9. Superpragas aparecerão em resposta ao uso dos OGMs
 Desde que o Homem ingressou na agricultura que o MIPT (Manejo integrado de pragas e tecnologias) vem sendo exercido, com maior ou menor sucesso, dependendo da base técnica, da pressão econômica e do clima. As pragas sempre driblam, com o tempo, qualquer técnica de controle exceto a destruição completa por fogo ou por máquina.  A tecnologia Bt pode ser superada pelas pragas, mas seu tempo de duração vai depender, como para qualquer outra tecnologia, da adoção de boas práticas agrícolas (que reduz o problema dos heterozigotos e também da subdosagem). É tão simples como isso e não há solução mágica.


10. Percepção de risco X avaliação de risco

O público vê os transgênicos com desconfiança. É difícil aquilatar até que ponto esta desconfiança muda o padrão de consumo e é possível que o preço, o sabor, a forma e outros elementos determinem a decisão de compra, muito mais do que o símbolo T, existente em milhares de embalagens e desconhecido da maioria dos brasileiros. Mas o órgão técnico que avalia os transgênicos, a CTNBio, não vê riscos adicionais nos produtos hoje no mercado.
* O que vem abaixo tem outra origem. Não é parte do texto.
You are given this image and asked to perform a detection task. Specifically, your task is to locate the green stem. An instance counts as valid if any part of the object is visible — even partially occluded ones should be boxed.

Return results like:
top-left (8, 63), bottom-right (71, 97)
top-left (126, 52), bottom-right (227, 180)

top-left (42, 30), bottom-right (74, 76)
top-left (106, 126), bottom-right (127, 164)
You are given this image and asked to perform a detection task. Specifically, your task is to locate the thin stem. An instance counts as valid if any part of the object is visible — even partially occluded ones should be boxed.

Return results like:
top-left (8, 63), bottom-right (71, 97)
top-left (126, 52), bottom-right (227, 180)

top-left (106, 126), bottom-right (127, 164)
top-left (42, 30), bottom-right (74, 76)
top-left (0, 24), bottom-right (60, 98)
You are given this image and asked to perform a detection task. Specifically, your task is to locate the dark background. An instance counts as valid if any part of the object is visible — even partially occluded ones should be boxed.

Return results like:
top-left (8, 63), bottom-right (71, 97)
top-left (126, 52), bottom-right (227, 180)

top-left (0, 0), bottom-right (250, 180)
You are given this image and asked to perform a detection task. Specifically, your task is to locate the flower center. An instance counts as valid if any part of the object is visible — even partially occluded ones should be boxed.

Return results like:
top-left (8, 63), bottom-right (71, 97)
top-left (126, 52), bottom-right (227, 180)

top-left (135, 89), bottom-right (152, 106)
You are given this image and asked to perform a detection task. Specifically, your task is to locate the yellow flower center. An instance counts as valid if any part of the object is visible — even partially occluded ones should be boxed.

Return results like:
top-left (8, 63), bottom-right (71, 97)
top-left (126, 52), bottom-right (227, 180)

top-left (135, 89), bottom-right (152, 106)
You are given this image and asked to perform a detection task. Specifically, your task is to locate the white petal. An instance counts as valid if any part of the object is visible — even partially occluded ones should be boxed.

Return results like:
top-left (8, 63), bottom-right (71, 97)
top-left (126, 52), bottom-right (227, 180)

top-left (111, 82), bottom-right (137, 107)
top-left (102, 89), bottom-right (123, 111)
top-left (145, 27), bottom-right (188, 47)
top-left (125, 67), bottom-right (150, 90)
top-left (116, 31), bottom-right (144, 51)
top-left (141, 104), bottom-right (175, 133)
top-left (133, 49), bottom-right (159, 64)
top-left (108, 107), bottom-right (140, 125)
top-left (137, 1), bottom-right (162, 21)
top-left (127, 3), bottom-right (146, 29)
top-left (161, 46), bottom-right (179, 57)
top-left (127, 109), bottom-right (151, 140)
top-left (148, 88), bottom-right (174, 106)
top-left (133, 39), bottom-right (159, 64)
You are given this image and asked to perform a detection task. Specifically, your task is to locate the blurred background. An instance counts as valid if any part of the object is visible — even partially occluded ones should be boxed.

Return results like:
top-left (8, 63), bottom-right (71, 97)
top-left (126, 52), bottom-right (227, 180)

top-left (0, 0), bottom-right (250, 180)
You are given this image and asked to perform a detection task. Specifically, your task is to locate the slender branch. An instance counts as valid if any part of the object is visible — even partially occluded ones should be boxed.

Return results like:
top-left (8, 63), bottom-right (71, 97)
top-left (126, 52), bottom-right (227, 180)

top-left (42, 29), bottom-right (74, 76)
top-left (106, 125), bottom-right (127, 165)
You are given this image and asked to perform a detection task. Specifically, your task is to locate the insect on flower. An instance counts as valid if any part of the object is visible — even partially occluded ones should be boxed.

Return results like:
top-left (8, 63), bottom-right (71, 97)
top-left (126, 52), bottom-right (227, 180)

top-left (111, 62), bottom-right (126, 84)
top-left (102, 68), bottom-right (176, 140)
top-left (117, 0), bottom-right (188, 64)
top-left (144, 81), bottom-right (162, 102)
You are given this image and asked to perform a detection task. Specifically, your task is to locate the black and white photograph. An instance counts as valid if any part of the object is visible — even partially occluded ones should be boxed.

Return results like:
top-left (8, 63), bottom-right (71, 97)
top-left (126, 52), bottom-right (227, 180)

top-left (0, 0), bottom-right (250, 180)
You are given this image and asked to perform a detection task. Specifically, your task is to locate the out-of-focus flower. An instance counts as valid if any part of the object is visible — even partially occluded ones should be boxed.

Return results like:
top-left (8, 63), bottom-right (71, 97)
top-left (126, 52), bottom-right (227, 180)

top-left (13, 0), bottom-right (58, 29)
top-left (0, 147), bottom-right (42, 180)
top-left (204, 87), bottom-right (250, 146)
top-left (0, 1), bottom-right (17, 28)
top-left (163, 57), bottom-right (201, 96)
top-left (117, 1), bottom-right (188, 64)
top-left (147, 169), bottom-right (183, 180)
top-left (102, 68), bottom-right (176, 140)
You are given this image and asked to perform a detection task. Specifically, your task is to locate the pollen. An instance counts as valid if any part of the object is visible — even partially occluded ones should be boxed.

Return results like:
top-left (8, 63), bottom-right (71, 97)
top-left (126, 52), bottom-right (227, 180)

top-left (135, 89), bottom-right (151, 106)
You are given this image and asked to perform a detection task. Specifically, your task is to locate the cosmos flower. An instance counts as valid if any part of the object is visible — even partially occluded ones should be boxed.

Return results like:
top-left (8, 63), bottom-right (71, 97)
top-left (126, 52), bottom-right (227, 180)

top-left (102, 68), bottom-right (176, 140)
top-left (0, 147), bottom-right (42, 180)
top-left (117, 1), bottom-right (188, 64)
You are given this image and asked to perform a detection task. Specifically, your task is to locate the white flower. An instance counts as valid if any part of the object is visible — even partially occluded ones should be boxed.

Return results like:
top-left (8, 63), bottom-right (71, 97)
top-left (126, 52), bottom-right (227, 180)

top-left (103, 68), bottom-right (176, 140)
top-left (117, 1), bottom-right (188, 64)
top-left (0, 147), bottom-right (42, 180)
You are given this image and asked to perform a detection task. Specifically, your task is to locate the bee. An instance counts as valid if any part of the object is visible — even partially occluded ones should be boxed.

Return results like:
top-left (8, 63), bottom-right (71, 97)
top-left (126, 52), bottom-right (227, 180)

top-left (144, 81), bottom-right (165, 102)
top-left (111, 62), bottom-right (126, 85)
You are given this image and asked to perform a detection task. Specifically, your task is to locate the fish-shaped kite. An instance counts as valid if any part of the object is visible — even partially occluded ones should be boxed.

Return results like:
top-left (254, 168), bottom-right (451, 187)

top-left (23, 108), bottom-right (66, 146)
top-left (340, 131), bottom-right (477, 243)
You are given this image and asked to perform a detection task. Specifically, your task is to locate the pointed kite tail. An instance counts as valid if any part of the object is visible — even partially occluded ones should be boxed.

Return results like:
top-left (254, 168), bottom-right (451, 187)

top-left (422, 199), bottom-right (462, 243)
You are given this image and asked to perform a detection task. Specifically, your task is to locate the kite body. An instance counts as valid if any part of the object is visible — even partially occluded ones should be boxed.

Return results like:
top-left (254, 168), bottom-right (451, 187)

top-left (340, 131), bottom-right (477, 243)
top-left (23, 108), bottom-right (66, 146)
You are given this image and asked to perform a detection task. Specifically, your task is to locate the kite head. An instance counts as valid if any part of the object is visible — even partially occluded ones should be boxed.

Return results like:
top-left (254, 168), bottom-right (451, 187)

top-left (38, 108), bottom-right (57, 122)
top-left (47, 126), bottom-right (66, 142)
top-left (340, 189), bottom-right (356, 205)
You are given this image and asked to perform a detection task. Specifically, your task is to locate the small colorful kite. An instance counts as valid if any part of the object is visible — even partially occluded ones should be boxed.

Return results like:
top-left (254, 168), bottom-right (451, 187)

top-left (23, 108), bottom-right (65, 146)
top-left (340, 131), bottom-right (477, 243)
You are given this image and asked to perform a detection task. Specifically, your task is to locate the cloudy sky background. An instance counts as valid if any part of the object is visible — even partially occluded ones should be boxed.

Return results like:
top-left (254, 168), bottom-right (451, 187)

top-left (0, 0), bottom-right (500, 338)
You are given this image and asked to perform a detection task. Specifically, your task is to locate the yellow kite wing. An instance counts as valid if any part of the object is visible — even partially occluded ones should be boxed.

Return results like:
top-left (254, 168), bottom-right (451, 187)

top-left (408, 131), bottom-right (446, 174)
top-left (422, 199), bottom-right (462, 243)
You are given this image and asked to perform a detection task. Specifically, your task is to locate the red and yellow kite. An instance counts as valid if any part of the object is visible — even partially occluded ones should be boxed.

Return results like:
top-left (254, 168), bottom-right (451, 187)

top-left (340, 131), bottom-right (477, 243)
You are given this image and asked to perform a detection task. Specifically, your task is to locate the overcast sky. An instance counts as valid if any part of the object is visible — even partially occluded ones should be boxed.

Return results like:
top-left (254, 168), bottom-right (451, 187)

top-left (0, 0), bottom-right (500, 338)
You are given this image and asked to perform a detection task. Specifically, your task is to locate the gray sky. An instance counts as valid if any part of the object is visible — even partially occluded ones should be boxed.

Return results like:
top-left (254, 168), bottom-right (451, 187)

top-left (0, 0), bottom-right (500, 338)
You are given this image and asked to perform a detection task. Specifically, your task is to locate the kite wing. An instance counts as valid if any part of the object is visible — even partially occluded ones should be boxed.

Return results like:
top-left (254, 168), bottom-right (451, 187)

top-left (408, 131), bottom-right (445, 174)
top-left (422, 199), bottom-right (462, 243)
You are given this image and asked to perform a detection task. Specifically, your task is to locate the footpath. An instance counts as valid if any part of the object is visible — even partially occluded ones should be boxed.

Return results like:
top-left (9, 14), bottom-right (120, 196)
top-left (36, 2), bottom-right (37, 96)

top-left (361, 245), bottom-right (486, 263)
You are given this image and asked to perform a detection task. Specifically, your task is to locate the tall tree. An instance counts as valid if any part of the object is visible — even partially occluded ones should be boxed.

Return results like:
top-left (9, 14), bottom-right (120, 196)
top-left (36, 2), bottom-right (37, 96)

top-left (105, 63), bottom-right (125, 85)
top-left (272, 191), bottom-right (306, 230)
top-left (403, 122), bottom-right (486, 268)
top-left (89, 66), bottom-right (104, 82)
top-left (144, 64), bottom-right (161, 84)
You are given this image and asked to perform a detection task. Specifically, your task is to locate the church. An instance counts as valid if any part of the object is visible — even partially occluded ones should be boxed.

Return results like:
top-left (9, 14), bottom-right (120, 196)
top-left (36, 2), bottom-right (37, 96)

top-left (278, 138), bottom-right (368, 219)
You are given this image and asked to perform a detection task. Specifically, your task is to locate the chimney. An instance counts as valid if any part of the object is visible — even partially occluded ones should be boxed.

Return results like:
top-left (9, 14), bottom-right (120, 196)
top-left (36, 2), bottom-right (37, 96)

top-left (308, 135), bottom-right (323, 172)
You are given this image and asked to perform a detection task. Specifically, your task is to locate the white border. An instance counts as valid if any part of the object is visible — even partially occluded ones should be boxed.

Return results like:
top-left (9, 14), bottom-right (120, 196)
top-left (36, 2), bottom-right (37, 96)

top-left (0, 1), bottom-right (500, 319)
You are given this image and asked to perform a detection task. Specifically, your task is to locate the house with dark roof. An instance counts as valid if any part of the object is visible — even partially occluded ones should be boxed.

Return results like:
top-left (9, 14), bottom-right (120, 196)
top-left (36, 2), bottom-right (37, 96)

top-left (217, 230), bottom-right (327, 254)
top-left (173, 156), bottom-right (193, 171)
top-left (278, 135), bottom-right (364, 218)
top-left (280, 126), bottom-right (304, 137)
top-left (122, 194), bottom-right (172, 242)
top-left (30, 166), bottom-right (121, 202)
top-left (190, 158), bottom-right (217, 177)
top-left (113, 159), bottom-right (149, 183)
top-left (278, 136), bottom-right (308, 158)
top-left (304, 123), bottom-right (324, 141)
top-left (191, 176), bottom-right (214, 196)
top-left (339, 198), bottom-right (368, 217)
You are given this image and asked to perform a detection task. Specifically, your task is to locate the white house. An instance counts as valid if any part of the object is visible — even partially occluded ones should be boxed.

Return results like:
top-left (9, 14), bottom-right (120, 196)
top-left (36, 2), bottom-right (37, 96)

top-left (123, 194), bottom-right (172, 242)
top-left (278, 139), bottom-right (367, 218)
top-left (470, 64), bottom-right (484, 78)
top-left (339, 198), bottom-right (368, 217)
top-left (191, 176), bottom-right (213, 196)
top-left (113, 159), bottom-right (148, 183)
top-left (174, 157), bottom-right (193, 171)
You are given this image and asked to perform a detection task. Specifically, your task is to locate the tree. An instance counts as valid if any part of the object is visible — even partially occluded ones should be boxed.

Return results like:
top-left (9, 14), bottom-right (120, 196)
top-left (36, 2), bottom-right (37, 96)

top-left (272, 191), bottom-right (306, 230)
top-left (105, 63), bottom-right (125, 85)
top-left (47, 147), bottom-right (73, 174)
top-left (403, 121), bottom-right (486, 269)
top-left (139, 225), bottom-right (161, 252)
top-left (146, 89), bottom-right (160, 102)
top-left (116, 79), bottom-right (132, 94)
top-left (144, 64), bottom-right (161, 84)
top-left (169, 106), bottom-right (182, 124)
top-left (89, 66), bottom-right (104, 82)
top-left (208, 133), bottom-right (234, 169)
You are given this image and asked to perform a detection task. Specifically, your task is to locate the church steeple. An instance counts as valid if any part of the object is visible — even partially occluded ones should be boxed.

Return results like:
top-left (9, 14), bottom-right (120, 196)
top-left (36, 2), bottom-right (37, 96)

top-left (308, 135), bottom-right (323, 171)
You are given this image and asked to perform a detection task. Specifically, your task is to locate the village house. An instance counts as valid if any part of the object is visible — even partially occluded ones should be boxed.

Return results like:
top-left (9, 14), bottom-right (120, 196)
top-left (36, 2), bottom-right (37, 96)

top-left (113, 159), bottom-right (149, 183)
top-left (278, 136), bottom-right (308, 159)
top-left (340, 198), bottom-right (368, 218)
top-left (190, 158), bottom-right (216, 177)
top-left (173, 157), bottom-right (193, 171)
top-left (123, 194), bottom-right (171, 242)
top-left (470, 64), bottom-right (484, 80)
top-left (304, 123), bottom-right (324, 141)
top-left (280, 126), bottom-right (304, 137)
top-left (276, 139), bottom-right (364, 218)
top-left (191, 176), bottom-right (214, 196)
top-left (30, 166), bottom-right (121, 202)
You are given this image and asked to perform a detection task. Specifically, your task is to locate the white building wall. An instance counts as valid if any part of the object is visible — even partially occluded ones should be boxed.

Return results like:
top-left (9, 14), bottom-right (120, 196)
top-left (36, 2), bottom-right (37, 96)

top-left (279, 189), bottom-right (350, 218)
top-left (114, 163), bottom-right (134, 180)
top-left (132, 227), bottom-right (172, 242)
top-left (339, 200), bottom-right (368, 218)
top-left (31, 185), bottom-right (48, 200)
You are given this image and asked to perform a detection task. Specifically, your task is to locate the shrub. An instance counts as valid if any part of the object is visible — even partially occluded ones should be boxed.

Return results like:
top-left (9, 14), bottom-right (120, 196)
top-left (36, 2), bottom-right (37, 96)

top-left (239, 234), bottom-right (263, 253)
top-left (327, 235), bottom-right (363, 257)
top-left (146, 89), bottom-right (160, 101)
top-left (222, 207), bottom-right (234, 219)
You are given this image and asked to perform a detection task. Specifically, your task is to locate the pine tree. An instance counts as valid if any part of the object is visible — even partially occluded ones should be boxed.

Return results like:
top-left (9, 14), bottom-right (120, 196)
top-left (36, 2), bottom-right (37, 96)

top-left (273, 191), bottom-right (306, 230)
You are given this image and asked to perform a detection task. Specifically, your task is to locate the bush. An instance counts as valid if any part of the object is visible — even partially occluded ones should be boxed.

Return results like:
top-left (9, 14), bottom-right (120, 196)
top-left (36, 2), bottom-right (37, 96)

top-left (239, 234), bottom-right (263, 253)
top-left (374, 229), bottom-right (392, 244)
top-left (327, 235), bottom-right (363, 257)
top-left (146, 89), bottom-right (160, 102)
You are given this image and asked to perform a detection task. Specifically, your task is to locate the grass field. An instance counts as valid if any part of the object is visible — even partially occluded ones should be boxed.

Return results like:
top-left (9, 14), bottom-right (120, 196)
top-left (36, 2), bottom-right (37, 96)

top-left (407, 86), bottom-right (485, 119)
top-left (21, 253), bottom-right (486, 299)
Esta é a diferença entre percepção do risco (de todos nós) e avaliação do risco (dos especialistas). Sugiro a leitura de um texto antigo meu sobre isso: http://genpeace.blogspot.com.br/2014/04/principio-da-precaucao-herbicidas-e.html

Por fim, fico feliz em discutir estas questões de uma forma civilizada com os leitores. Concordo que nosso país poderia ter seguido outro caminho no seu desenvolvimento, mas fomos empurrados para este beco por séculos de incúria quando o assunto era educação, que continua muito ruim. Nosso povo carece de instrução para trabalhar em indústrias de ponta, para se organizar em cooperativas e, de forma geral, para exercer seus direitos. Enquanto isso, tem que gerar renda para fazer o país progredir e ser um pouco menos ingrato aos brasileiros que virão. A biotecnologia tem ajudado nosso país a ter uma balança comercial positiva. Pode ser que em 20 anos a agricultura seja muito diferente do que é hoje e que o país ingresse na área industrial, deixando à agricultura um papel secundário na geração de riquezas. Aí, então, poderemos fazer uma agricultura mais equilibrada e menos produtiva. Mas hoje não vejo como desprezar a agricultura intensiva e, dentro dela, a biotecnologia.